Angesichts dieser Umstände, der verbrannten Erde und der finanziellen Situation scheint ein Insolvenzantrag und ein vorläufiges Insolvenzverfahren - wie schon vor über einem Jahr - die einzige echte Zukunftschance des FC zu sein - bietet sie schließlich die Chance, bei Null anzufangen und vieles anders zu machen.

Ein Insolvenzantrag wird oft von öffentlichen Gläubigern, deren Forderungen nicht bedient werden, gestellt, kann aber grundsätzlich von jedem Gläubiger stammen.

In diesem Fall käme bei einem laufenden Betrieb ein vorläufiger Insolvenzverwalter zum Einsatz, der mit dem Ziel, den Spiel- und Geschäftsbetrieb aufrechtzuerhalten und das Vermögen zu sichern, antritt.

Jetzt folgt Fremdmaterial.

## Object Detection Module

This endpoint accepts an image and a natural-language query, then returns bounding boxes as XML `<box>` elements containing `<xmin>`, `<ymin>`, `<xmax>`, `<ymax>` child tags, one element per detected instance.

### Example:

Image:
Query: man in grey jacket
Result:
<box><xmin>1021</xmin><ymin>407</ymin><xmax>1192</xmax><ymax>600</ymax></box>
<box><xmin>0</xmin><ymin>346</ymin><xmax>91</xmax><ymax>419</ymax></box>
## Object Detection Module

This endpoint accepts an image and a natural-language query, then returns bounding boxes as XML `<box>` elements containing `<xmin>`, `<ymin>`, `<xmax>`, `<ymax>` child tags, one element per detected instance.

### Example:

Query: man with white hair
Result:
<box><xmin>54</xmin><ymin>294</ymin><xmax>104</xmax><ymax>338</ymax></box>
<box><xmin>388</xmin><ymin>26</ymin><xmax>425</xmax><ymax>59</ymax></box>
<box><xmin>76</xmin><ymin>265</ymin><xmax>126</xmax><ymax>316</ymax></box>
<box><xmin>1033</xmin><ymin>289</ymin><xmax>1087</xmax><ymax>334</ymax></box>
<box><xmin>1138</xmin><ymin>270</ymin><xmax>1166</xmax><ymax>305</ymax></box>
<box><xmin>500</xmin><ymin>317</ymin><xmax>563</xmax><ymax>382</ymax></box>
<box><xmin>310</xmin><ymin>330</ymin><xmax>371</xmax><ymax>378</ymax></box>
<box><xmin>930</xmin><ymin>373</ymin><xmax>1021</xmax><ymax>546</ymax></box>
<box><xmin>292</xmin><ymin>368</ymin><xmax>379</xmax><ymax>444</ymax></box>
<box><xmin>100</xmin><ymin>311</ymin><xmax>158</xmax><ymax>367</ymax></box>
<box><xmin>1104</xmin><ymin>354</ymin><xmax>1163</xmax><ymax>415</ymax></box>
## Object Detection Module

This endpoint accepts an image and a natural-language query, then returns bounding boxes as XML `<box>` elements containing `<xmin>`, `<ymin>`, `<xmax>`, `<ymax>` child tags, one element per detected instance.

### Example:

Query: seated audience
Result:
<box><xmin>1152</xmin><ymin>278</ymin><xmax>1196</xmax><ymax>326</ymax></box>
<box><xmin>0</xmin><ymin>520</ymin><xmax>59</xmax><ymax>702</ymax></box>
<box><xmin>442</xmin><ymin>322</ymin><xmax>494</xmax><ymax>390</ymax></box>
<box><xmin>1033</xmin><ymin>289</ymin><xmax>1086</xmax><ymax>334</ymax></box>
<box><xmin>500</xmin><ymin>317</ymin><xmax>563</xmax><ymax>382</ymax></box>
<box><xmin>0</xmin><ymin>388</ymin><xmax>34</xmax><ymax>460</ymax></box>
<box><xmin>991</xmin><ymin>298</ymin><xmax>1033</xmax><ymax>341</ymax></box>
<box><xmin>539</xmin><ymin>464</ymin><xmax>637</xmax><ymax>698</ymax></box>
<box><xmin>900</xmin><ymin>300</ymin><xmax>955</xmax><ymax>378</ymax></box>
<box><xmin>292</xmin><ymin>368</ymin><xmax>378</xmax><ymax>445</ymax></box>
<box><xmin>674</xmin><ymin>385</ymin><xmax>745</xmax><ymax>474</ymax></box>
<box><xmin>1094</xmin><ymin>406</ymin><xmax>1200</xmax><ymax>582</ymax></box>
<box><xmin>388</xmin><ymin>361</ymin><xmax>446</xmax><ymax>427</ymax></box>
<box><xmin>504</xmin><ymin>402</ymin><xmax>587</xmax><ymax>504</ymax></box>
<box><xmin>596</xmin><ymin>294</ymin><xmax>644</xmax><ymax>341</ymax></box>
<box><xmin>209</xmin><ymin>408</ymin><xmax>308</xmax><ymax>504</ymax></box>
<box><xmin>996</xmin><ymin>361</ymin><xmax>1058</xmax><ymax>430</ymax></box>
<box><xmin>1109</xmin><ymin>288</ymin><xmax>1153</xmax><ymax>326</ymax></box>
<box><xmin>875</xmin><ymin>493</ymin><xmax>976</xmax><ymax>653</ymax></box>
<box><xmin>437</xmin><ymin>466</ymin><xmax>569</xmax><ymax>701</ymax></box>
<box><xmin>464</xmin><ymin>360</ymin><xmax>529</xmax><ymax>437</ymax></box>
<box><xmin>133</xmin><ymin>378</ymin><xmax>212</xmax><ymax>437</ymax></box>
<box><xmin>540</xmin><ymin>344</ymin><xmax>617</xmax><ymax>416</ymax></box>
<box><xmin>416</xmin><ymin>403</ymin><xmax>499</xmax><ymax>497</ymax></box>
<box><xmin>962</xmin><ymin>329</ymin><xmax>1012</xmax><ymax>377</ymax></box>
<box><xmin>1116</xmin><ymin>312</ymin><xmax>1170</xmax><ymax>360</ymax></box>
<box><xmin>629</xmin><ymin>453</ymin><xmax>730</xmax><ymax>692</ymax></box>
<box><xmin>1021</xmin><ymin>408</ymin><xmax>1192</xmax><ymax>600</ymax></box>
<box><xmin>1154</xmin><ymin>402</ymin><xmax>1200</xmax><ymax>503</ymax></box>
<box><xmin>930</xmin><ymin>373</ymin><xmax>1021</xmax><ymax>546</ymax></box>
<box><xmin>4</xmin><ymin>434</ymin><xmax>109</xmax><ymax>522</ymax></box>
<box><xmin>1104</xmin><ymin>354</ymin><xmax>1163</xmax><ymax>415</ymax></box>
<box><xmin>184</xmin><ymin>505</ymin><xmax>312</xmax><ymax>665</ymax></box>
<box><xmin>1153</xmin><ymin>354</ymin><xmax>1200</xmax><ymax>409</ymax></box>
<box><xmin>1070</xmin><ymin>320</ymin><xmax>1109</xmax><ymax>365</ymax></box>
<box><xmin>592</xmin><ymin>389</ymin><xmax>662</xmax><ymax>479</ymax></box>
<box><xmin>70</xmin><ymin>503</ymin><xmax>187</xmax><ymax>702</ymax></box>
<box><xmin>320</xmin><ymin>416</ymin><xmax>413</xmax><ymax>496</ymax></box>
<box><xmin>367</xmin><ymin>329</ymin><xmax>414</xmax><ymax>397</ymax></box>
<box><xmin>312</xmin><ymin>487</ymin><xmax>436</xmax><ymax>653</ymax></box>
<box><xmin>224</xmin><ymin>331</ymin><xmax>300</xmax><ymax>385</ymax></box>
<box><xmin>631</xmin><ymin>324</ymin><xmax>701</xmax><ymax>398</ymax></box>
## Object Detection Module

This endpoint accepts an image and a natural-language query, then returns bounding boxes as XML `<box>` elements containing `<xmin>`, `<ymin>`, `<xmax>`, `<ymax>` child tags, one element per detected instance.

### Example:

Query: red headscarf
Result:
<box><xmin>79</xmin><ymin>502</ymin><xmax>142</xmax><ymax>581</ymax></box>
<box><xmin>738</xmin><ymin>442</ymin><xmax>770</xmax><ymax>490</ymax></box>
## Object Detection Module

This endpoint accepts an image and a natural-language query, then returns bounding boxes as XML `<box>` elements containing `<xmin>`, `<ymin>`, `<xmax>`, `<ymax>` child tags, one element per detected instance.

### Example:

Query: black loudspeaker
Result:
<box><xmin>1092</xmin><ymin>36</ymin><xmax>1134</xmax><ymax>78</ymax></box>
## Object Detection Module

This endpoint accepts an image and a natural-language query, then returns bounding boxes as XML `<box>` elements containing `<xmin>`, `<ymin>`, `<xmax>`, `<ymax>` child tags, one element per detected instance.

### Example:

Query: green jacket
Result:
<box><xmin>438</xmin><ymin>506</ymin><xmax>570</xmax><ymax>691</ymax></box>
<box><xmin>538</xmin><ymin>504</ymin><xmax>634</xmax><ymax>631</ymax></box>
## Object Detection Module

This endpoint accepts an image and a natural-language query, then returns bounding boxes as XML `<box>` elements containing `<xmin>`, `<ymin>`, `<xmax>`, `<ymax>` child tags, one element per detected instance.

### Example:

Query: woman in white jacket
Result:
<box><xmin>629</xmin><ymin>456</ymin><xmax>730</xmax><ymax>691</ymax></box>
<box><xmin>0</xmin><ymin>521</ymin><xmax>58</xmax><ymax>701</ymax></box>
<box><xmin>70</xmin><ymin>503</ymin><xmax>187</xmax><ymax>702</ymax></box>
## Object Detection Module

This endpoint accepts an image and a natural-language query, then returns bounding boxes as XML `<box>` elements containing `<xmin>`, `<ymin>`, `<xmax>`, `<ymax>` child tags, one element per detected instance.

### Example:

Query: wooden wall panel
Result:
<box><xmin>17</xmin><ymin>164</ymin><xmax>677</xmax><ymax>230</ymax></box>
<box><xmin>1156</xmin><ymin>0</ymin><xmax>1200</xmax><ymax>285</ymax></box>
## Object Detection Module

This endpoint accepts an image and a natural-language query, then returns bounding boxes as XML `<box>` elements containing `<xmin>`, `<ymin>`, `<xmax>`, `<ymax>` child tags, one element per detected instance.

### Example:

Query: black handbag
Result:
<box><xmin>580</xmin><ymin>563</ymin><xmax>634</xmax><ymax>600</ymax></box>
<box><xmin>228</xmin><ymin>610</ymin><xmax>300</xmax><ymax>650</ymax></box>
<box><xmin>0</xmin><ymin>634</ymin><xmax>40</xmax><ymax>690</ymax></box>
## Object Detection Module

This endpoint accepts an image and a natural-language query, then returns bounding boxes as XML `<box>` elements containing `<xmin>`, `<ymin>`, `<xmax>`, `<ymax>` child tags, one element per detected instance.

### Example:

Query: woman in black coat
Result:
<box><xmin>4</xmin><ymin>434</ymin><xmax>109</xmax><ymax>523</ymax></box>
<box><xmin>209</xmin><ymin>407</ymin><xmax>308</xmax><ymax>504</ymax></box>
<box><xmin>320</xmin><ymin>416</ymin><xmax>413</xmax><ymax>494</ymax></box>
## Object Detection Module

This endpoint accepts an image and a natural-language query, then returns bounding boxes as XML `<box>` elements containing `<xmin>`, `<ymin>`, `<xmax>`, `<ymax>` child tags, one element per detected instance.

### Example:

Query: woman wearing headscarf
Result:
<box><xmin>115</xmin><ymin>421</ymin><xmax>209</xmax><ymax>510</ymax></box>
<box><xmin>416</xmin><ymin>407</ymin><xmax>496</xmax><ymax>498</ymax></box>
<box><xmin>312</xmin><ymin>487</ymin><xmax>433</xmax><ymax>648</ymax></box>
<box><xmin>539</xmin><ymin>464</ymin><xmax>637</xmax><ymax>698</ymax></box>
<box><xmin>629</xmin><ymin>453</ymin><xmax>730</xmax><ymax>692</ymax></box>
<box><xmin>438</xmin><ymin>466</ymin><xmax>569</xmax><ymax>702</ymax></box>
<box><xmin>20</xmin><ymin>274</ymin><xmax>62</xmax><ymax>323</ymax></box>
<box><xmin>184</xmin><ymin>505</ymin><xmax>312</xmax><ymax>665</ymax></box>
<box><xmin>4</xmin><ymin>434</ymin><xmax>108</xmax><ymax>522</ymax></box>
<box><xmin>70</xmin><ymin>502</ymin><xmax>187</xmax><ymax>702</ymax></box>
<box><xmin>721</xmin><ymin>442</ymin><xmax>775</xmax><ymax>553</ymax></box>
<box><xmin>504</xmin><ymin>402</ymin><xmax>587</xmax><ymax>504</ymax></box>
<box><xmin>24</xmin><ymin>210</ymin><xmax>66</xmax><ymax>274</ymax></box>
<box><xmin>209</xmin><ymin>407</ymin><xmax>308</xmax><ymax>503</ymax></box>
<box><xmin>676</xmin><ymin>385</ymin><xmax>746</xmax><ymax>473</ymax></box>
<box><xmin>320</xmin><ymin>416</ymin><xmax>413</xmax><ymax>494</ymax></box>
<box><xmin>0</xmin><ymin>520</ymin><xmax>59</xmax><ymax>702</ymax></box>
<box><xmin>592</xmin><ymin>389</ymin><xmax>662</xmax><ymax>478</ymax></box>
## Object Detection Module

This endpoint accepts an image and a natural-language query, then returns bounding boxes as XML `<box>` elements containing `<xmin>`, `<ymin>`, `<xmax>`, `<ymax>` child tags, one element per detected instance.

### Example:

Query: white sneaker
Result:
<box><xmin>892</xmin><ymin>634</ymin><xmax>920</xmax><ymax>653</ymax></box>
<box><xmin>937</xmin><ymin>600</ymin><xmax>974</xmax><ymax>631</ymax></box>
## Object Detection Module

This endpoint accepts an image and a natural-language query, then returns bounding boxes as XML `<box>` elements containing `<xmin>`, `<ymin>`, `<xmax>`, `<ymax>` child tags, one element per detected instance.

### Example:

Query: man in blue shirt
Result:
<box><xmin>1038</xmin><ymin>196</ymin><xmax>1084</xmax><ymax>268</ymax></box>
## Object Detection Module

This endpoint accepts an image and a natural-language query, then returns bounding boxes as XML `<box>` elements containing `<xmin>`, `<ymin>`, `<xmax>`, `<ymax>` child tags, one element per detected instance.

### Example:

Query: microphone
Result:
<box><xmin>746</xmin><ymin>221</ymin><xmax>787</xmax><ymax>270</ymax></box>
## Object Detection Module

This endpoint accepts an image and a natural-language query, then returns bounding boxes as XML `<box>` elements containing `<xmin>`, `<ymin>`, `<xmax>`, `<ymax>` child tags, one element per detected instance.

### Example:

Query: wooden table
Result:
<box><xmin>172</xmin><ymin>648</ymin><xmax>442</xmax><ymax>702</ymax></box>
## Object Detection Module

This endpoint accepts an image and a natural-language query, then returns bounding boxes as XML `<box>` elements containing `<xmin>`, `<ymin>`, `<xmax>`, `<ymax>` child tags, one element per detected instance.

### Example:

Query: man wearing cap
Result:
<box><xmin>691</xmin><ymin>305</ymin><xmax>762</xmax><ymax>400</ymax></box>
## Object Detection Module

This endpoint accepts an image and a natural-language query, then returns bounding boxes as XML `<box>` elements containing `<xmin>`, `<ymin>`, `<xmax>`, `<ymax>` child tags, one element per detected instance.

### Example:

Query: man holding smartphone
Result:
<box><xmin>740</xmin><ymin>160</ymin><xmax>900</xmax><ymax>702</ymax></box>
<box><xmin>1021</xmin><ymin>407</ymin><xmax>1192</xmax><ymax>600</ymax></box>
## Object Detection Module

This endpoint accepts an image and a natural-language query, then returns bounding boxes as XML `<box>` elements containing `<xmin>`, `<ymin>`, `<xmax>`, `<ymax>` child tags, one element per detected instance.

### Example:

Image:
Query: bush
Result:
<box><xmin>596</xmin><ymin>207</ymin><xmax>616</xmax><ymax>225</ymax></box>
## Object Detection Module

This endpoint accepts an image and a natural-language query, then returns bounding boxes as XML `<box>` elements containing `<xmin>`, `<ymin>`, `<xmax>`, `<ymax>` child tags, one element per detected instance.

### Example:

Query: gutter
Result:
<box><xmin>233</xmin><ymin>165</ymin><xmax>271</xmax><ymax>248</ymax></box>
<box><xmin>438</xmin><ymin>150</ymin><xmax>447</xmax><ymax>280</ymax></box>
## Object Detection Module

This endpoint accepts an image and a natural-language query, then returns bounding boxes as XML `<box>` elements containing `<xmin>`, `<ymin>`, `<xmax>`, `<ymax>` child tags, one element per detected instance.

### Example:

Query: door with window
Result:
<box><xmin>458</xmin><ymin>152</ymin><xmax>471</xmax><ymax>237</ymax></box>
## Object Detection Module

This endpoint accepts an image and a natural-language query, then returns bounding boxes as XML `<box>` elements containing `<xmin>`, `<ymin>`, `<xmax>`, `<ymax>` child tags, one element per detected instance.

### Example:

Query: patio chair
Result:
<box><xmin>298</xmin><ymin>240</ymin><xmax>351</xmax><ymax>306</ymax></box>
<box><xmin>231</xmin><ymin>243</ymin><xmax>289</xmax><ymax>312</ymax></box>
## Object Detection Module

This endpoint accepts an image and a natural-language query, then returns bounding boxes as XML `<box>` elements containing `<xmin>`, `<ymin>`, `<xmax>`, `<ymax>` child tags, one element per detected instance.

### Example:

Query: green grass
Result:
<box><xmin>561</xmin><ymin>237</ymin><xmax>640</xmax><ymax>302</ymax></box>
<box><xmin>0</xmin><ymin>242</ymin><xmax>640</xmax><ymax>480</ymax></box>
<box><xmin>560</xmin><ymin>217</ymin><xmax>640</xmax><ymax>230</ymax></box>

Vermieden werden sollte eine endgültige Eröffnung des Insolvenzverfahrens, die mit neun Punkten Abzug in der Regionalliga Südwest und einer ernsthaften Bedrohung der Vereinsexistenz verbunden wäre.

Das kann gelingen, wenn durch die Verlässlichkeit eines vorläufigen Insolvenzverwalters neue Geldgeber generiert und damit die Insolvenzgründe beseitigt werden. So könnte eine Situation entstehen, in der der FC Gießen schuldenfrei wird - und somit frei für eine unbelastete Zukunft ist. In dieser, so sagte eine Jugendmutter dieser Tage, bräuchte es dann einen »Vorstand von unten nach oben«.

Kommentar von Sven Nordmann: Der FC Gießen kann eine Zukunft haben

Die interne und externe Kritik am Wirken vom Notvorstand des FC Gießen, Turgay Schmidt, ist berechtigt. Exemplarisch dafür drei Fragen:

Warum wird im Sommer 2021 unter der Absegnung des allein Vertretungsberechtigten eine teure Mannschaft zusammengestellt, während gleichzeitig Mitarbeiter auf ihr Geld warten? Weshalb werden keine Personen mit eingebunden, die einen zukünftigen Vorstand bilden könnten? Und wie blickt das Amtsgericht auf die Praktiken des Anwalts?

Klar ist gleichzeitig: Für einen Erhalt des FC Gießen mit Jugend, Waldstadion und ambitioniertem Fußball in der Region wird es engagierte Geschäftsleute brauchen. Spätestens in einem vorläufigen Insolvenzverfahren wird sich zeigen, ob all jene, die sich jetzt zurückhalten, gewillt sind, zusammenzuarbeiten, um eine finanziell unbelastete Zukunft mit neuer Vereinsführung – ohne den Notvorstand – zu ermöglichen. Der FC kann eine Zukunft haben!